At some point in my nearly forty-five years I forgot that I am a poet.
No, really, I have no idea how this happened.
Except I probably do.
I don’t know, I should probably be embarrassed; but, y’know, whatever.
Why do people so desperately need mysteries?
Still, that is not the right question; one can easily see the potential for offense, but there is also a threshold at which it does not matter because someone, somewhere, will be offended by the merest whiff that their humanity is somehow imperfect. But if the comparative question arises that the gas bill is considerably less this year than it was last, and what we really want to know is why, how is it that the most obvious factors—weather and temperature, devices used, and unit cost, just for starters—must necessarily remain mysterious?
There comes a point at which one is frustrated at the lack of actual information about a chart and carefully-devised statistics that hide one particular bit of data: How much does the gas cost per measured salable unit? If we are paying X per Y volume, apparently both X and Y must remain mysterious as we discuss why the gas bill is lower this year than the same period last.
Wait, wait, wait: Must? Who says, “must”?
Either the gas company or the consumer; it is unclear which. Because in the moment when one exclaims, “Why is the one thing we don’t get, here, the cost per unit?” of course the answer is going to be, “I don’t know, it’s probably in all the other pages.” That is, the pages not simply thrown in the recycle bin without reading, but also determinedly torn up for security purposes.
The question remains: What is the proper question?

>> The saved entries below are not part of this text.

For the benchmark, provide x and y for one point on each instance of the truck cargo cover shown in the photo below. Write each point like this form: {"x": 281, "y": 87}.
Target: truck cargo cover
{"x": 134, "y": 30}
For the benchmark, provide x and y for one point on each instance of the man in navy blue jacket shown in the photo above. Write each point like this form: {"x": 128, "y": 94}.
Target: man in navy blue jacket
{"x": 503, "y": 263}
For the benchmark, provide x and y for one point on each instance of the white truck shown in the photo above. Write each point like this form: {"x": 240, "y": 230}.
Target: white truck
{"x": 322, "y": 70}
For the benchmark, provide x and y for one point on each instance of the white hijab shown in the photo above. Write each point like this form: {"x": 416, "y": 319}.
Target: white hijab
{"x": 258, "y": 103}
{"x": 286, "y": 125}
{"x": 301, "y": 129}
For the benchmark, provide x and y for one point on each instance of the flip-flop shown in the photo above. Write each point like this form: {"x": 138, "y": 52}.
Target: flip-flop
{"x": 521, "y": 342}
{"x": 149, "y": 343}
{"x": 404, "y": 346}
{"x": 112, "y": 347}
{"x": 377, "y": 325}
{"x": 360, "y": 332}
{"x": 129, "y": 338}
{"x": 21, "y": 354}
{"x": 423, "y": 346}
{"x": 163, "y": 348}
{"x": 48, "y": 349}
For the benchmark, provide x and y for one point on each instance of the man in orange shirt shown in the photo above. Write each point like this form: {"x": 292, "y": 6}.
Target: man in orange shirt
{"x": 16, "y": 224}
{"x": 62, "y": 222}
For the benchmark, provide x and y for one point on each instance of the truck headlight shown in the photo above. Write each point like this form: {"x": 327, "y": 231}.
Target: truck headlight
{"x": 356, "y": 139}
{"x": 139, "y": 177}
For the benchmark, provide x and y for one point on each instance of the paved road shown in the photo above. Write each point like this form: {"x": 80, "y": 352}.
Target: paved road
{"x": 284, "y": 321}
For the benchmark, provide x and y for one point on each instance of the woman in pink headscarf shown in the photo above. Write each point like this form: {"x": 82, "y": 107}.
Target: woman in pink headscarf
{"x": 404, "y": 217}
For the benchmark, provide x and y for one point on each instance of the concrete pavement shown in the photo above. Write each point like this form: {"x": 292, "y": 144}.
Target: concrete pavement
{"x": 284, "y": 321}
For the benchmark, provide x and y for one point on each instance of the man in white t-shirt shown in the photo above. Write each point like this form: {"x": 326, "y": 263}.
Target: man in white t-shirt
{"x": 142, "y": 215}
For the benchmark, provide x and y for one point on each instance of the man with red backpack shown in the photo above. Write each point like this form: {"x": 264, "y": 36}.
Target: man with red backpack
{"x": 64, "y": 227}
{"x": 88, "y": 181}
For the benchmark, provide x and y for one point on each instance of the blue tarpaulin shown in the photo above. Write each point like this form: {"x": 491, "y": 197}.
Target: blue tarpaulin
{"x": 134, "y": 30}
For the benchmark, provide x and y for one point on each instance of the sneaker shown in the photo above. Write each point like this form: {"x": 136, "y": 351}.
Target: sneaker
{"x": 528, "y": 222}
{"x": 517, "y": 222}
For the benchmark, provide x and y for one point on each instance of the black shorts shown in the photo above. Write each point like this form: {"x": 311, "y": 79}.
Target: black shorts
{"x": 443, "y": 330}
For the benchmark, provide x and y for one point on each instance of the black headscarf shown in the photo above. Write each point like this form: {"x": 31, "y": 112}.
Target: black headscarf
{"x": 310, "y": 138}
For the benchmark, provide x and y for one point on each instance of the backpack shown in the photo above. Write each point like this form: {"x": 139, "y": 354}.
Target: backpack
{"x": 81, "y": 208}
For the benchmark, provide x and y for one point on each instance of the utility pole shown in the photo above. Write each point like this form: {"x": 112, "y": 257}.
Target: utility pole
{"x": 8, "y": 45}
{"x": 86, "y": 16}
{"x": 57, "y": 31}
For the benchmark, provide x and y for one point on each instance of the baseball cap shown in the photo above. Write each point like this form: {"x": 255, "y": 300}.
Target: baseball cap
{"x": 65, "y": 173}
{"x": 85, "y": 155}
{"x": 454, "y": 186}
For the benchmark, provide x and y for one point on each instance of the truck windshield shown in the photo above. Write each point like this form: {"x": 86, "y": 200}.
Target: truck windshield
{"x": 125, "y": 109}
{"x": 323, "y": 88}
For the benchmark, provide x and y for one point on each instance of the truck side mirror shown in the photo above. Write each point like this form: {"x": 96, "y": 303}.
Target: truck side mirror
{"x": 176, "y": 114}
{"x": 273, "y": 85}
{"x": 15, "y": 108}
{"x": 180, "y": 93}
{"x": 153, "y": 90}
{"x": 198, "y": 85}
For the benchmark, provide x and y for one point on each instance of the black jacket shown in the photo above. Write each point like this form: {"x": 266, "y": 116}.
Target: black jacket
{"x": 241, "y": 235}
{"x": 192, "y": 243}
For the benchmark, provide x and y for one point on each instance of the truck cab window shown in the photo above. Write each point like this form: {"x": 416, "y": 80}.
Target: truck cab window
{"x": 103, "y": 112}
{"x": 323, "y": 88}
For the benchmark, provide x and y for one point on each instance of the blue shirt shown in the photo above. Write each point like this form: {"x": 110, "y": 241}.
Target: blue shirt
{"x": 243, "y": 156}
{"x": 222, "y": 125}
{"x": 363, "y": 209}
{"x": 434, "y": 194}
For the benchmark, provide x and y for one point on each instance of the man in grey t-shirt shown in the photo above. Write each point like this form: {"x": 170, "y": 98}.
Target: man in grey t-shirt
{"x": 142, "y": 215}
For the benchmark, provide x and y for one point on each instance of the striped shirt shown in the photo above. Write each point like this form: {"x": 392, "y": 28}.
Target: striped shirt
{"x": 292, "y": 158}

That much, to be certain, remains mysterious.
So, there is this thing people do, sometimes, and perhaps it is perfectly human behavior, except when it is so clearly statistically deviantα. Or maybe it’s just something about perception. Sometimes we exist in an environment where simple things are impossible: I am writing something; my coffee cup is empty; if you wish to take odds, no, I cannot manage to go refill my coffee cup without someone demanding that I stop what I am doing and undertake another task. And perhaps that summary sounds a bit pointed, but when you can watch someone get up and start searching the room for something to give you, they make some sort of point: Here is something that looks like it has a deadline in about four weeks; you need to stop what you are doing and do this thing right now.
And if you ask about this phenomenon, the one thing people don’t do is explain why they can’t leave you to what you’re doing; indeed, very often they come right out and—what, confess? admit? acknowledge? chide?—say the one has nothing to do with the other.
α There is, of course, a recursive dive into the question acknowledging that statistical deviance, real or perceived, is itself perfectly human; this is, to the one, a seemingly legitimate existential consideration, and, to the other, a nihilistic rabbit hole.
Ambition is obligation.
No, really, this is hardly any manner of genius, but at the same time it seems worth noting explicitly. Call it some sort of multiphasic something or other. Still, as so much happens, perhaps I ought to write it down, yet the act is laborious and stylistic precisely, at least in part, because of ambition; and the most direct address of labor and futility only amounts to greater, or, at least, other and more complex, obligation according to reframed ambition.
And say what we will about desire and suffering, but ambition, in function, is obligation.
Frameworks are as frameworks will; that life is more than mere utility of accident is an article of faith. Our futility is our own choice to attend the word.
Anatomical Futility is the name of my . . . ¿sixteenth? . . . yeah, something like that . . . next punk band.
A reflection on anatomical impossibility:
“I gave it the ol’ college try—well, you know, everything short of binging to blackout so someone else could cram it in for me—but, no, it ain’t happening.”